Bu açıdan bakıldığında her Türk'ün hafızasında Orta Asya'dan Orta Doğu ve Balkanlara uzanan -ulusunun inşa ettiği- devletlerin izleri bulunmaktadır. Politik bir söylemin dar ve çoğunlukla ayrıştırıcı kalıplarından başka bir şeydir bu; başka bir şey; yani mahşeri vicdan ve hafızanın derinliklerinde yatan milli kimliği, dilin kelime ve kavramlarını bütünüyle açığa vuran Tanrı'nın koyduğu bir damgadır. Toplum ve birey olmanın, birbirini tanımanın, anlamanın, eşit olarak görebilmenin verdiği bir üstünlük; daha doğrusu üstün bir meziyet. İnsanları eşit görebilmek, insan olmanın ve bir ulusa aidiyet duymanın temel ilkesi...

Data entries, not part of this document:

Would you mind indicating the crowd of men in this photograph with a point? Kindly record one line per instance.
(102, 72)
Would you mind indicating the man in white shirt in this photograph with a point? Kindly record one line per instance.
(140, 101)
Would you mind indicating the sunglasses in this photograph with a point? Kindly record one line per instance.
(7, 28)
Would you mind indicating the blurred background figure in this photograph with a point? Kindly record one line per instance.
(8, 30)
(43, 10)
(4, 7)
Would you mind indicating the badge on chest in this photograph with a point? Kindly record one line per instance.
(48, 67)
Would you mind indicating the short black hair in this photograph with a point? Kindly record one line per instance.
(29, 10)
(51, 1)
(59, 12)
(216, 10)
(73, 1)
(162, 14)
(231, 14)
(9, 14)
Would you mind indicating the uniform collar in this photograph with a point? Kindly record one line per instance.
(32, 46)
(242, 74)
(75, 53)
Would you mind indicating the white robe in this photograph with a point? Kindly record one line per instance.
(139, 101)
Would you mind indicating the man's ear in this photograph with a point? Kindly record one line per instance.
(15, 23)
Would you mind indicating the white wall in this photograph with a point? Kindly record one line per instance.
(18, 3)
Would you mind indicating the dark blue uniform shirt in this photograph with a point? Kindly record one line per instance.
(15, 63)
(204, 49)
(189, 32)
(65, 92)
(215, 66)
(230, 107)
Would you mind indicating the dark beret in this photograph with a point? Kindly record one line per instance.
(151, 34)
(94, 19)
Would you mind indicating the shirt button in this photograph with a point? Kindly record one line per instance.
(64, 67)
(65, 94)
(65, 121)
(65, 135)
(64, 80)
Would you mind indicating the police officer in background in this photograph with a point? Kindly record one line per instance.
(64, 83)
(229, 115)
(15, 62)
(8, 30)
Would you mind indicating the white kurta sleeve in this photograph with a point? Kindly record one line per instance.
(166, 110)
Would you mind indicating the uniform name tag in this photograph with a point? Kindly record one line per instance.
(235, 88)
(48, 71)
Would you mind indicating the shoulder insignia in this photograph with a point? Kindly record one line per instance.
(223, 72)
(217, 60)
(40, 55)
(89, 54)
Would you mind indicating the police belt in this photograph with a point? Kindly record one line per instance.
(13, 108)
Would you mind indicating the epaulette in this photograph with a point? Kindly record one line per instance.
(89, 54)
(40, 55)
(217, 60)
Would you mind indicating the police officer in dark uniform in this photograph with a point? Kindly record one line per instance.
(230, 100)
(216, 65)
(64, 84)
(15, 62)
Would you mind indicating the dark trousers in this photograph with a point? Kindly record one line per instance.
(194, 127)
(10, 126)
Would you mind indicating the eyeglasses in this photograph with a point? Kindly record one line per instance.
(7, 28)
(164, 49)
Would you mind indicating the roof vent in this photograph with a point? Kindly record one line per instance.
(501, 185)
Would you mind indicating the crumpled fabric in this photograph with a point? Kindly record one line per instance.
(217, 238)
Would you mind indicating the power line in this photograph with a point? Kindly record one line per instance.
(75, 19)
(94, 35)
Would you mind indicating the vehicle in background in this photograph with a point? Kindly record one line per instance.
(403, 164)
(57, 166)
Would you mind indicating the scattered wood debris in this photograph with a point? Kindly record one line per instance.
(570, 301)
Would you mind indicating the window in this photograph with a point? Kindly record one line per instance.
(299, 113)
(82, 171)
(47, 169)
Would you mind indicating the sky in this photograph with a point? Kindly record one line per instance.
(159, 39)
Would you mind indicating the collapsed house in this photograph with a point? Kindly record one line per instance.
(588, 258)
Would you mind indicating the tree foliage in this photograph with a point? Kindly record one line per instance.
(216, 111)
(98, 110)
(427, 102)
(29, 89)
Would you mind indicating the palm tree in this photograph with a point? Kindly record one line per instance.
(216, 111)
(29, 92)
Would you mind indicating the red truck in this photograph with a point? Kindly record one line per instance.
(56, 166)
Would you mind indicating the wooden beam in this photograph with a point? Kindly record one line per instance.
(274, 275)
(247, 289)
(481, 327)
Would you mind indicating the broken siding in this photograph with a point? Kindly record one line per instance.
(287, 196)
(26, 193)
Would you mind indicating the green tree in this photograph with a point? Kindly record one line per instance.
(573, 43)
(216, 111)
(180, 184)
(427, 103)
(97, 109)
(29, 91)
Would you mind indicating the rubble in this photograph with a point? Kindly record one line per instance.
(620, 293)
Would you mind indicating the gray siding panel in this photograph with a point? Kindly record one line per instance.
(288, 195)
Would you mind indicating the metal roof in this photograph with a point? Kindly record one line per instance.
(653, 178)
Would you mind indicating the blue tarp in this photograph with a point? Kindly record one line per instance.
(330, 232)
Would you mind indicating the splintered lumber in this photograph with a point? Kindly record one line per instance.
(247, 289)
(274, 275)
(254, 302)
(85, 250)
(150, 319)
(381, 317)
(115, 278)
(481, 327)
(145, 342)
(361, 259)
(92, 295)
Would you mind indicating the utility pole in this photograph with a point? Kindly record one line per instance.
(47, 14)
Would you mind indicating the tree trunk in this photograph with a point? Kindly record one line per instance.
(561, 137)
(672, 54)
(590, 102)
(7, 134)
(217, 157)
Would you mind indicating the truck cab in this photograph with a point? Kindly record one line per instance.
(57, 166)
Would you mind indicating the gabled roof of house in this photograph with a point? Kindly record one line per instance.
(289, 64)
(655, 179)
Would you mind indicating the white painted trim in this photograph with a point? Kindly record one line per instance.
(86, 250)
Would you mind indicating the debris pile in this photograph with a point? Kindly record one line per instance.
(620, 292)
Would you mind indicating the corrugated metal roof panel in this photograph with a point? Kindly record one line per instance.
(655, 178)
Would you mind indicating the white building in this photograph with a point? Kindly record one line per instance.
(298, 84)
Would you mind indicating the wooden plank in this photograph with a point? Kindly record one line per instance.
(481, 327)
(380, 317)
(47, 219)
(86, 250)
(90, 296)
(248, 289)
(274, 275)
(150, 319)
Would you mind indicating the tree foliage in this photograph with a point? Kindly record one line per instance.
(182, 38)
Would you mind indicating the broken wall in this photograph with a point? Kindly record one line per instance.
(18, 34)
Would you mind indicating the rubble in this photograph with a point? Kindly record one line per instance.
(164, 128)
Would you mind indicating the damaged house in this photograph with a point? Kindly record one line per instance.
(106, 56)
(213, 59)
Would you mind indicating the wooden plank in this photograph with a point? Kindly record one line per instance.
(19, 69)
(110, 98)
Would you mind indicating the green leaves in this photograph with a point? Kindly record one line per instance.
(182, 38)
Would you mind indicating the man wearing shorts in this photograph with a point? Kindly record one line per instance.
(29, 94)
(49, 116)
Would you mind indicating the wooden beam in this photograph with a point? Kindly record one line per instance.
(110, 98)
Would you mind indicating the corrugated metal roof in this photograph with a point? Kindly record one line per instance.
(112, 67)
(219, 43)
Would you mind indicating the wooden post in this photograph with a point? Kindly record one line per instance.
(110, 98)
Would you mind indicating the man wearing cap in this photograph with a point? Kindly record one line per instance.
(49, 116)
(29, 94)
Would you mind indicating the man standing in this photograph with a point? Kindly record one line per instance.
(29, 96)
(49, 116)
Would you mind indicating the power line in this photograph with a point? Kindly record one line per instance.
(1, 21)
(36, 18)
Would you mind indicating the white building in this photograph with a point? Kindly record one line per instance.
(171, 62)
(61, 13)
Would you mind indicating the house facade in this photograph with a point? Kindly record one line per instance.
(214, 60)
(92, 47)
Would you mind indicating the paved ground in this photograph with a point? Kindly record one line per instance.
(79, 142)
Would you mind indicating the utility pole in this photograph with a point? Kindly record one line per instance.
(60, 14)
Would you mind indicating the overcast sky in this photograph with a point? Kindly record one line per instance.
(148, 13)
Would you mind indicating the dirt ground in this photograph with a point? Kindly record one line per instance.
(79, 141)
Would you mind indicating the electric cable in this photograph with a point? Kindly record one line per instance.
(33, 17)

Hafızalarda yer bulan milli izler tarihin normal akışı içinde kaybolmaz, ama tarihine kültürüne yabancılaşmamak şartıyla… Kendine ve tarihine yabancılaşmanın en önemli göstergesi ise, maziyi şeytanlaştırma veya kutsama, yani, övgü ve yergiler, ifrat ve tefritlerdir. Yani, "Osmanlı-perestlikle" anti-Osmanlıcılık aynı kapıya çıkar. Bu iki anlayış "inkârcılığın" iki ayrı koludur, inkârcılığın, yani hakikati örtmenin…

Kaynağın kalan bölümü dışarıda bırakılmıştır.